11. Section 298 of the Cr. P. C. lays down the mode of proving a previous conviction (or acquittal). It could be proved either :
(a) by an extract certified under the hand of the officer having the custody of the records of the Court in which such conviction or acquittal was
held, to be a copy of the sentence or order, or.
(b) in case of a conviction either by a certificate signed by the officer in charge of the jail in which the punishment or any part thereof was
undergone or by production of the warrant of commitment under which the punishment was suffered.
together with, in each of such cases, evidence as to the identity of the accused person with the person so convicted or acquitted.
But these provisions do not dispense with either the framing of a charge or the additions to the already existing charge regarding previous
conviction of the accused. The framing of a charge aims at informing the accused, of the case he has to meet.
12. In this case, there was no charge regarding the previous convictions of the accused-petitioner having been framed. Section 216 of the Criminal
Procedure Code empowers a Court to alter or add to any charge at any time before the judgment is pronounced. The Magistrate, therefore, was
competent to frame a charge or add to the charge already framed which in this case could have been done before the Magistrate had proceeded to
examine the accused-petitioner regarding his previous conviction.
13. Section 313 of the Cr. P. C. lays down as follows :--
(1) In every inquiry or trial, for the purpose of enabling the accused personally to explain any circumstance appearing in the evidence against him,
the Court--
(a) may at any stage, without previously warning the accused, put such questions to him as the Court considers necessary;
(b) shall after the witnesses for the prosecution have been examined and before he is called on for his defence, question him generally on the case;
provided that in a summons-case, where the Court has dispensed with the personal attendance of the accused, it may also dispense with his
examination under clause (b).
(2) No oath shall be administered to the accused when he is examined under sub-section (1).
(3) The accused shall not render himself liable to punishment by refusing to answer such questions, or by giving false answer to them.
(4) The answers given by the accused may be taken into consideration in such inquiry or trial and put in evidence for or against him in any other
inquiry into or trial for any other offence which answers may tend to show he has committed.
14. These terms also pre-suppose the existence of circumstances which the accused is being called upon to explain. Those circumstances cannot
appear unless they have been proved either by oral or documentary evidence by the prosecution.
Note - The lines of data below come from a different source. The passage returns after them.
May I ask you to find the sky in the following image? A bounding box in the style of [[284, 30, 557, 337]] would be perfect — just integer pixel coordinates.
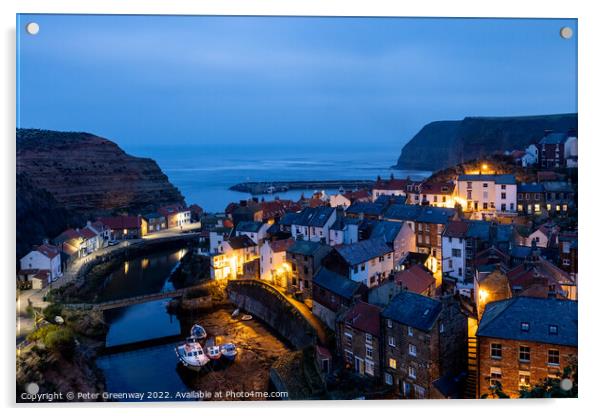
[[17, 15, 577, 147]]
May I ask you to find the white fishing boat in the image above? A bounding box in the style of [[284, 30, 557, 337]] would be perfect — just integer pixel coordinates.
[[175, 339, 209, 371], [220, 342, 238, 360], [190, 324, 207, 341], [206, 345, 222, 360]]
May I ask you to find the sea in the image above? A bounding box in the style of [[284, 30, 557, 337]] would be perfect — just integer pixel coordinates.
[[123, 141, 431, 212]]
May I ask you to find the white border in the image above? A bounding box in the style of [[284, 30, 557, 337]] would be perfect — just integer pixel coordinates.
[[0, 0, 602, 415]]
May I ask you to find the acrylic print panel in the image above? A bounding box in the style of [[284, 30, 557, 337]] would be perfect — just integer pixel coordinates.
[[15, 14, 578, 402]]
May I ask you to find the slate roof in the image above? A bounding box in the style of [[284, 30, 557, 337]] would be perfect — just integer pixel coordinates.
[[384, 205, 422, 221], [516, 183, 544, 193], [345, 202, 385, 215], [416, 206, 456, 224], [343, 301, 381, 337], [458, 174, 516, 185], [335, 238, 393, 266], [286, 240, 330, 256], [539, 133, 568, 144], [370, 221, 403, 244], [477, 296, 578, 347], [228, 234, 257, 250], [313, 267, 362, 299], [382, 291, 442, 332], [236, 221, 263, 233]]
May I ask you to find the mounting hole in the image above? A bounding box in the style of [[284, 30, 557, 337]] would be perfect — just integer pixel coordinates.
[[560, 26, 573, 39], [25, 22, 40, 35]]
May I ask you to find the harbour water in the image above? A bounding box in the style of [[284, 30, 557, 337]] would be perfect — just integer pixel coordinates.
[[125, 140, 430, 212], [96, 250, 289, 401]]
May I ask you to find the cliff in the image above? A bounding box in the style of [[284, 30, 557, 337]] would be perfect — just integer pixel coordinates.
[[17, 129, 184, 254], [394, 114, 577, 171]]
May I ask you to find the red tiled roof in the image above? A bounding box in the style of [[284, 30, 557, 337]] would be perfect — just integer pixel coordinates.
[[98, 215, 141, 230], [36, 244, 59, 259], [443, 221, 468, 238], [420, 182, 456, 195], [270, 238, 295, 253], [344, 301, 381, 336], [395, 264, 435, 294]]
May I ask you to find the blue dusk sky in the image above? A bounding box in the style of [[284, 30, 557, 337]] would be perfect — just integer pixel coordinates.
[[17, 15, 577, 148]]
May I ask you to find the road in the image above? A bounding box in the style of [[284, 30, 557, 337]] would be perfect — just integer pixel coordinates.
[[16, 223, 201, 344]]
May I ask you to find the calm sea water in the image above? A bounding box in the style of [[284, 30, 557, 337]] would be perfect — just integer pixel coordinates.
[[125, 145, 430, 212]]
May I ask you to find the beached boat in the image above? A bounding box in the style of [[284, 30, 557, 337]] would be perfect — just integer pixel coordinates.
[[190, 324, 207, 341], [175, 339, 209, 371], [206, 345, 222, 360], [220, 342, 238, 360]]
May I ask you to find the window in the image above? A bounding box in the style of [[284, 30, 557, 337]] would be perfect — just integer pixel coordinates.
[[491, 343, 502, 358], [489, 367, 502, 386], [518, 371, 531, 389], [385, 373, 393, 386], [518, 345, 531, 362], [548, 350, 560, 365]]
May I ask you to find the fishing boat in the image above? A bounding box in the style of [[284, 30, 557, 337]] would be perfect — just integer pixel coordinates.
[[190, 324, 207, 341], [207, 345, 222, 360], [220, 342, 238, 360], [175, 338, 209, 371]]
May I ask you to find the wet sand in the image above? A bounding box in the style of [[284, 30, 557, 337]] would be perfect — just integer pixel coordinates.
[[177, 309, 291, 400]]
The question of their proof does not come into
play unless there is first in existence an allegation about them against the accused.
15. To conclude, even though a formal charge u/s 75 of the IPC was not necessary in this case, as the Magistrate has awarded a punishment of
rigorous imprisonment for two years which was not beyond the maximum awardable for offence punishable u/s 379 of the Indian Penal Code of
which, the accused-petitioner had been found guilty; none the less as the two previous convictions of the accused-petitioner had influenced the
learned Magistrate to award the accused-petitioner punishment of rigorous imprisonment for two years, he could not have done so without first
amending the charge which he was competent to do u/s 216 of the Cr. P. C. regarding his (the accused-petitioner''s) previous convictions.
16. Ordinarily I would have remanded the case to the learned Magistrate sentencing the accused-petitioner but the accused-petitioner has already
undergone imprisonment for about seven months and twenty one days (between 21-7-81 and 27-7-81 and 12-1-81 till to date) which I feel is
sufficient punishment for the theft of the articles worth about Rs. 239.
17. The revision petition, in consequence, is partly allowed. His conviction for offence punishable u/s 379 of the Indian Penal Code inasmuch as he
stole a bag containing clothes worth about Rs. 239 is maintained, but he is not liable to any enhanced punishment and hit sentence is reduced to the
term of imprisonment already undergone by him.